Closing schools: here's a better way

A former school board member looks at the school closure options the board must vote on Jan. 29 and suggests that the members delay a year, partially reject Superintendent Maria Goodloe-Johnson’s proposal, and instead create more K-8 schools.

Nova Alternative School, housed in the historic Horace Mann Building, will be relocated.

The Nova Project

Nova Alternative School, housed in the historic Horace Mann Building, will be relocated.

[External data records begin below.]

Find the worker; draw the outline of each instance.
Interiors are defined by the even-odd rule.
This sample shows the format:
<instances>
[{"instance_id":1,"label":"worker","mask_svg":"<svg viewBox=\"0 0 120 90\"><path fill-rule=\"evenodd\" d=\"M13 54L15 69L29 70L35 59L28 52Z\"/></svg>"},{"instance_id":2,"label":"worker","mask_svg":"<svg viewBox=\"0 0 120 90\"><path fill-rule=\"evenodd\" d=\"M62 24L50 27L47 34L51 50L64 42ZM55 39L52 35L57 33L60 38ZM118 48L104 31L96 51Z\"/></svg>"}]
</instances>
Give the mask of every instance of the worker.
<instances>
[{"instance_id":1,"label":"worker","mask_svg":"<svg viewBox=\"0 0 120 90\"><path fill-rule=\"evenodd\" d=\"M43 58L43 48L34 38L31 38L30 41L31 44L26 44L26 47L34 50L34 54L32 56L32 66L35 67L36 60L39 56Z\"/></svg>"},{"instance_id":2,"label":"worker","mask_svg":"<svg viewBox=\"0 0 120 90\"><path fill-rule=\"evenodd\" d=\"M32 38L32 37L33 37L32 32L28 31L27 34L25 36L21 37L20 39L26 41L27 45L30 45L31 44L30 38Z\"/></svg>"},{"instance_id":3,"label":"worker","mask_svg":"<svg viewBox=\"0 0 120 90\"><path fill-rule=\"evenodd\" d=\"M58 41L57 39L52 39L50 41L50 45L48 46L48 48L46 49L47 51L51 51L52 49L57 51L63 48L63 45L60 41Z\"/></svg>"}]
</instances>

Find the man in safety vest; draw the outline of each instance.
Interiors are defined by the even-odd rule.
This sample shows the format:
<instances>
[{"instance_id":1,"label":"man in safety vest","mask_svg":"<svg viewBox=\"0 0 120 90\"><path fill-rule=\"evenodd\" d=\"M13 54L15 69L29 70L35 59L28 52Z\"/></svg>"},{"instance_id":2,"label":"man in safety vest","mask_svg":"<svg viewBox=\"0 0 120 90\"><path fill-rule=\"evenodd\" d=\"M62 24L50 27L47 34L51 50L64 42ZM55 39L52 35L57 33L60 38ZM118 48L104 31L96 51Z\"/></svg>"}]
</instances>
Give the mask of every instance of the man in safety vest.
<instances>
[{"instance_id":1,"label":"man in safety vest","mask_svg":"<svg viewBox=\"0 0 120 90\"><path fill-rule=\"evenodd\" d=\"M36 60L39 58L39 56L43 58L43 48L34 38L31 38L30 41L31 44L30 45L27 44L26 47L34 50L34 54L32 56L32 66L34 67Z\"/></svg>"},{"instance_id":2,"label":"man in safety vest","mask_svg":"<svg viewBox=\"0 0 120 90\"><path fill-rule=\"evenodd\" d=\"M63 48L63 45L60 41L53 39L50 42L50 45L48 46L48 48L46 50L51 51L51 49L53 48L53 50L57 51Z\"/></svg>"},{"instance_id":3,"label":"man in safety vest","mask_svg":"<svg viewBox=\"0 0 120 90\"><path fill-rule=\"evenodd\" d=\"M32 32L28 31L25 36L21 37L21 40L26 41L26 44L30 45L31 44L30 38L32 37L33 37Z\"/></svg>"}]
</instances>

There’s a case to be made for closing a few Seattle schools. Saying no to all closures and program moves ignores realities — and opportunities — that have existed since well before the current hyperventilating about budget shortfalls became the rationale for the final plan Superintendent Maria Goodloe-Johnson released last week. No one can blame the groups of alarmed parents that have formed to defend their children’s schools from proposals that seem capricious and bureaucratic.

But not everything in Goodloe-Johnson’s plan is bad, though most of it is. The worst part of her plan is what she hasn’t proposed, the opportunities missed that are more likely to strengthen Seattle Public Schools than what the superintendent offers. And it’s those latent opportunities that should make the school board pause.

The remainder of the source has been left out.